The bill would amend the Michigan Penal Code to include copying or reproducing child sexually abusive activity or material in the current prohibition against and penalty for involvement in child sexually abusive activity or material. The bill also indicates that a violation would be committed when actions were taken for personal, distributional, or other purposes.
Section 145c of the Penal Code prohibits a person from persuading, inducing, enticing, coercing, causing, or knowingly allowing a child to engage in a child sexually abusive activity for the purpose of producing any child sexually abusive material, or arranging for, producing, making, or financing, or attempting, preparing, or conspiring to arrange for, produce, make, or finance any child sexually abusive activity or child sexually abusive material. The bill would add to that offense copying or reproducing, or attempting, preparing, or conspiring to copy or reproduce any child sexually abusive activity or child sexually abusive material.
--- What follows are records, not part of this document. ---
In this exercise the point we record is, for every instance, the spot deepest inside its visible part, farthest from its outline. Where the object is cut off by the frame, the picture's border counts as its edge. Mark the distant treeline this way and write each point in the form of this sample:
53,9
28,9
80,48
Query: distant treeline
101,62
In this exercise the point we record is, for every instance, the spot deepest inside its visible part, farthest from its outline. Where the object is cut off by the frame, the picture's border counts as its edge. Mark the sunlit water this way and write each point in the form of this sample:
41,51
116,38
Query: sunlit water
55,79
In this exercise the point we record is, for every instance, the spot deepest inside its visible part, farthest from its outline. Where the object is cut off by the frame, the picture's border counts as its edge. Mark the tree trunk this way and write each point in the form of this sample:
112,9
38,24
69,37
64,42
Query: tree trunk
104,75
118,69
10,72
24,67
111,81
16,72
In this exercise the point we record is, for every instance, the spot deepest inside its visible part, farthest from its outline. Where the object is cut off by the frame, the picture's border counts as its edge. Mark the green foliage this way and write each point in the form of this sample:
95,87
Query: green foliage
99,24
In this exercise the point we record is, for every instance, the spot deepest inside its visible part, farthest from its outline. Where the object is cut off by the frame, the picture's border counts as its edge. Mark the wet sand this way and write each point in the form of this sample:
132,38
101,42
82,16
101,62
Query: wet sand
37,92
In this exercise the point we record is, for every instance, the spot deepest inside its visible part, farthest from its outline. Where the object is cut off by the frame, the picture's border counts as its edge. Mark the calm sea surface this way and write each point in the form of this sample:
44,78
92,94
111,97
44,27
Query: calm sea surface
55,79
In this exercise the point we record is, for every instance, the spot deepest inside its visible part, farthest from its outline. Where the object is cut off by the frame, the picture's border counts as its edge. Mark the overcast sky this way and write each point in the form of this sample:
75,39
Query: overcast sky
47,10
In addition, the prohibition would apply to any of the actions described above done for personal, distributional, or other purposes.
(A violation is a felony punishable by up to 20 years' imprisonment and/or a maximum fine of $100,000, if the person knows, has reason to know, or should reasonably be expected to know that the child is a child or that the child sexually abusive material includes a child or that the depiction constituting the material appears to include a child, or the person has not taken reasonable precautions to determine the age of the child.)
The bill would have an indeterminate fiscal impact on State and local government. By adding copying and reproducing to the list of prohibited child sexually abusive activities, and also clarifying that Section 145c(2) applies in cases of "personal, distributional, or other purposes", the bill could result in additional violations. As noted above, violations of subsection 2, often referred to as child sexually abusive activity, are punishable by up to 20 years' imprisonment and/or $100,000 in fines. Any additional violations would increase costs of incarceration and community supervision for State and local government.
Under current statute, it is likely that someone who copied or reproduced child sexually abusive material could be charged with a lesser offense under the same section. For
example, subsection 4 describes the crime of possession of child sexually abusive material, which is punishable by up to four years' imprisonment and $10,000 in fines. Therefore, the costs attributable to this bill are the potential net increase in the lengths of sentences. Any additional fine revenue would benefit public libraries.
In 2010, there were 72 total felony dispositions for child sexually abusive activity, of which 61 resulted in prison sentences. Also in 2010, there were 114 total felony dispositions for possession of child sexually abusive material, of which 48 resulted in prison sentences.
This analysis was prepared by nonpartisan Senate staff for use by the Senate in its deliberations and does not constitute an official statement of legislative intent.